What has changed?
Changes to the Credit Contracts and Consumer Finance Act (CCCFA) intensified financing restrictions. Lenders are now required to gather and check more information about borrowers and their spending before granting a loan.
The new law makes directors and senior managers personally responsible for ensuring employees and agents follow compliance procedures and can face fines of up to $200,000. So, all lenders, including banks, have no choice but to be ultra-conservative with all new borrowing, including new mortgages, top-ups, credits cards, and consumer loans.
Lenders must also keep more extensive records of their suitability and affordability inquiries and lending decisions.
Why were the changes introduced?
The Government has made law changes to protect vulnerable Kiwis dragged into extreme debt by ever-growing accumulated interest. And so, the policymakers created new lending rules to ensure that people's borrowing matches their needs.
Designed really for high-risk consumer finance, the legislation has unintended consequences on the first-home buyers.
Unexpected and undesired effects on first home-buyers
Lenders now need to collect a lot more information from customers about their financial situation. They look into a range of expenditure categories like paying off debts, food, utilities, travel, etc. Lenders need to work out if customers have a 'reasonable surplus' left after paying their expenses to cover their loan repayments.
Increased scrutiny makes it harder to secure finance for "non-standard" borrowers, such as self-employed and individuals going through significant life changes, such as expecting parents, families going through a divorce or people approaching retirement.

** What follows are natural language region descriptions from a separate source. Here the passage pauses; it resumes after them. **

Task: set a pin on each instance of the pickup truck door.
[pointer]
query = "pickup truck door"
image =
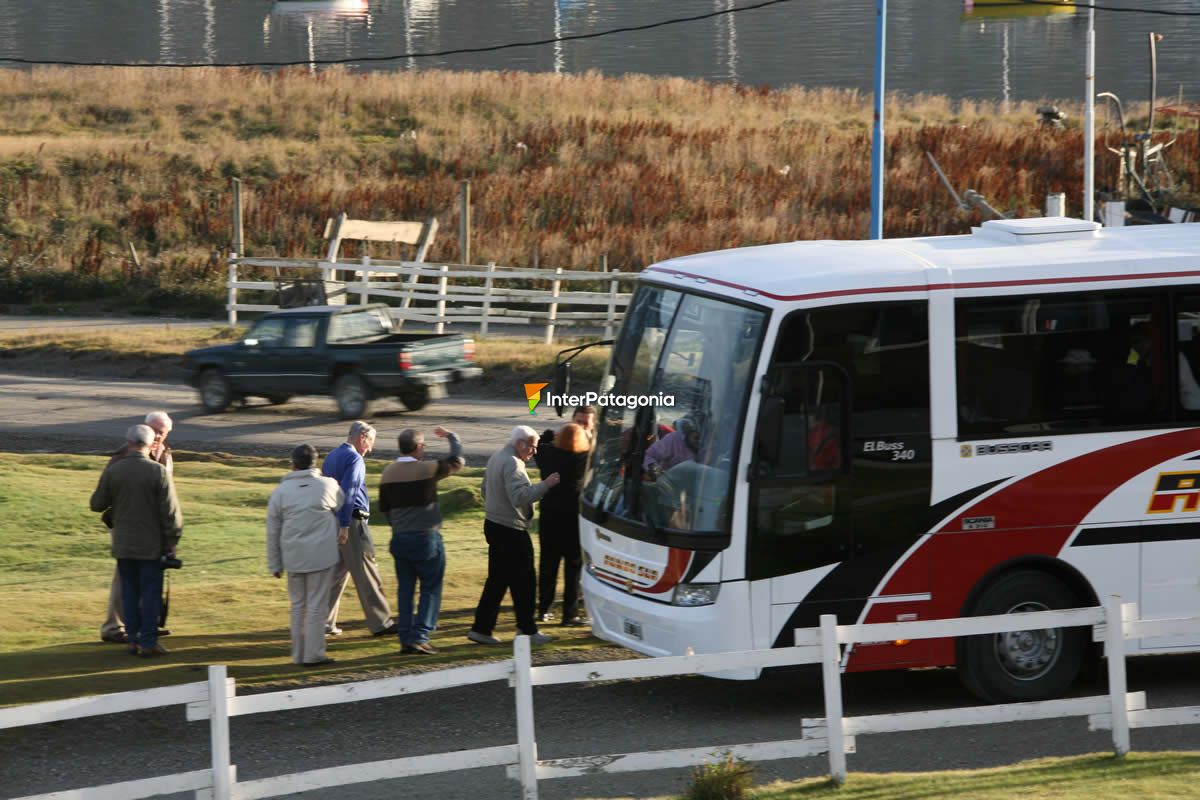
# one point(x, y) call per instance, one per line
point(277, 358)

Bridging finance applications will also be affected and harder to get.
Stringent lending criteria leads to lower approval rates. Higher compliance from banks makes the process of getting funding extremely slow. A complete application is required for top-ups or changes to existing loans such as going interest-only.
How do these changes affect investors?
Banks have updated credit policies and procedures to account for many recent changes, resulting in more in-depth checks and higher approval benchmarks.
Loan-to-value restrictions (LVR) were only re-introduced on November 1 2021, requiring most investors to have a 40% deposit to secure a property.
But the CCCFA changes do not apply to business and investment loans.
What the future holds
Since the introduction of the CCCFA changes in December, many people have come forward saying their loan applications were rejected due to their spending habits. The Minister of Commerce and Consumer Affairs David Clark is calling for an investigation to check if the banks are implementing new rules as intended or if they are adopting too hard a line.
In the meantime, borrowers are turning to non-bank lenders for alternatives. Non-bank lenders are reporting a surge in mortgage inquiries in the wake of new lending rules, even though they tend to offer higher fees and are also covered by the CCCFA.